Fluorescent Nanocomposite Prepared through Supramolecular Self-Assembly of a Tetraphenylethene Derivative and Polyoxometalate for Light-Emitting Diodes

Tetraphenylethene and its derivatives have become increasingly attractive as aggregation-induced emission luminogens (AIEgens) due to their superior luminescence efficiency and low contamination. In this paper, a tetraphenylethene derivative (4,4′,4″,4‴-(ethene-1,1,2,2-tetrayltetrakis(benzene-4,1-diyl)) tetrakis(1-allylpyridin-1-ium), TPE-1) synthesized with unique fluorescent properties, was integrated into a fluorescent nanocomposite with polyoxometalate (Na9[Eu(W5O18)2]·32H2O, EuW10) in an aqueous solution using an ionic self-assembly strategy.
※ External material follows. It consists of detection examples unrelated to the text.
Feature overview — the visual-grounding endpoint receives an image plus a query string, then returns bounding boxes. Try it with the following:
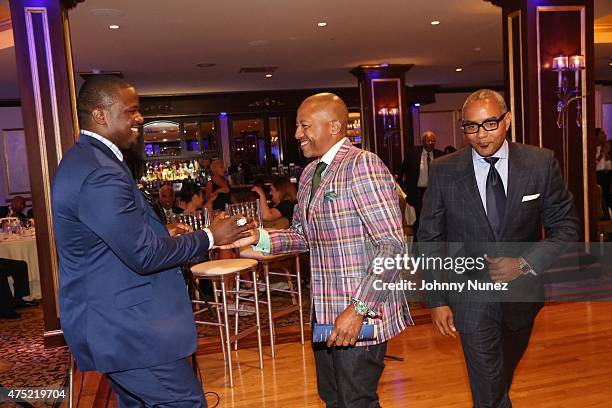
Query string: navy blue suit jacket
[51,135,209,372]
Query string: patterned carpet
[0,306,69,408]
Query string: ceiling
[0,0,612,99]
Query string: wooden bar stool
[191,259,263,387]
[240,246,304,358]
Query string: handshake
[168,213,259,249]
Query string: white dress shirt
[417,148,433,188]
[81,130,123,162]
[317,137,346,178]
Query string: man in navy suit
[52,76,251,407]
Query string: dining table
[0,228,41,299]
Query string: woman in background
[178,183,204,213]
[206,159,231,211]
[251,177,297,228]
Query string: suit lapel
[307,139,353,223]
[457,147,495,241]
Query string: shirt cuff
[253,228,272,255]
[204,228,215,249]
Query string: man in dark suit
[52,75,251,407]
[0,196,28,221]
[0,258,38,319]
[418,89,578,408]
[399,130,442,231]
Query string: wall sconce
[378,107,399,131]
[552,55,586,128]
[552,55,586,180]
[378,107,401,169]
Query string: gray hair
[461,89,508,117]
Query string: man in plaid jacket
[232,93,412,408]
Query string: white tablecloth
[0,235,41,299]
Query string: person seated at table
[206,159,232,211]
[0,258,38,319]
[178,183,204,213]
[251,177,297,228]
[158,184,184,224]
[0,196,28,221]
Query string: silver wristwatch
[519,256,537,276]
[351,298,377,319]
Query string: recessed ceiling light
[89,9,125,17]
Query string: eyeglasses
[461,111,508,135]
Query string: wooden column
[490,0,598,241]
[351,64,412,173]
[10,0,78,347]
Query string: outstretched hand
[220,228,259,249]
[327,305,364,347]
[208,215,255,246]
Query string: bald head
[300,92,348,125]
[295,92,348,157]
The TPE-1/EuW10 nanocomposite is composed of spherical particles with a uniform particle size of about 40 nm, and compared with the original material TPE-1, its quantum yield grows from 18.27% to 39.88%. The experimental results suggest that the negatively charged groups of EuW10 may interact electrostatically with the positively charged nitrogen atoms of TPE-1, leading to the aggregation of TPE-1 molecules to enhance the fluorescence. Mixing the TPE-1/EuW10 nanocomposite with commercially available blue and green phosphor can yield a white emitting phosphor with the CIE coordinate of (0.33, 0.34), which is close to the standard white light. This ionic self-assembly strategy of TPE-1 and EuW10 with easy preparation is of great significance for the simple construction of an AIE light-emitting system applicable to optoelectronic devices.